The summer of hell is over! I know its October and clearly summer is no longer, though Los Angeles temperatures dictate that 90+ temps will make it seem like summer well into the arrival of pumpkin spice everything at Trader Joes, but I am just now beginning to breathe a big sigh of relief from the heat.
I spent my summer suffering through hourly hot flashes, two Mercury retrograde periods, selling my house, moving, finding a job, getting back on the dating horse, and generally freaking out big time. I also managed to squeeze in going to ALA, not going bankrupt, and turning 48.Obviously the big stressors were selling my house, where I lived for fifteen years, and moving into a rental house with my two kids and two cats; no one was excited about this change of address least of all me. It was part of my divorce, and I could not put it off any longer.

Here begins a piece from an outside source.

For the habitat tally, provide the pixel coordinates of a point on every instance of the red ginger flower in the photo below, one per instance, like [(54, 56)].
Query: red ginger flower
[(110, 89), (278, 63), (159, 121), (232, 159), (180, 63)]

Since my twenties, I have had a near nightly recurring dream about having to move. It is as horrible as it sounds. Moving in real life began to feel like one of my nightmares, with that slow motion film quality dreams have. I zombie walked through most of it as well as the sale of the house. I felt ground down, small and defeated. My real estate agent said I would feel such relief at the end of the “process” but I only felt a dull hollow ache for my life that was no longer.
During this hot and heavy time, I was still churning out cover letter and resumes, and interviewing in the summer heat, dripping sweat on the desks of prospective employers.
I am so looking forward to fall and my extra hour of daylight savings sleep! All hail autumn!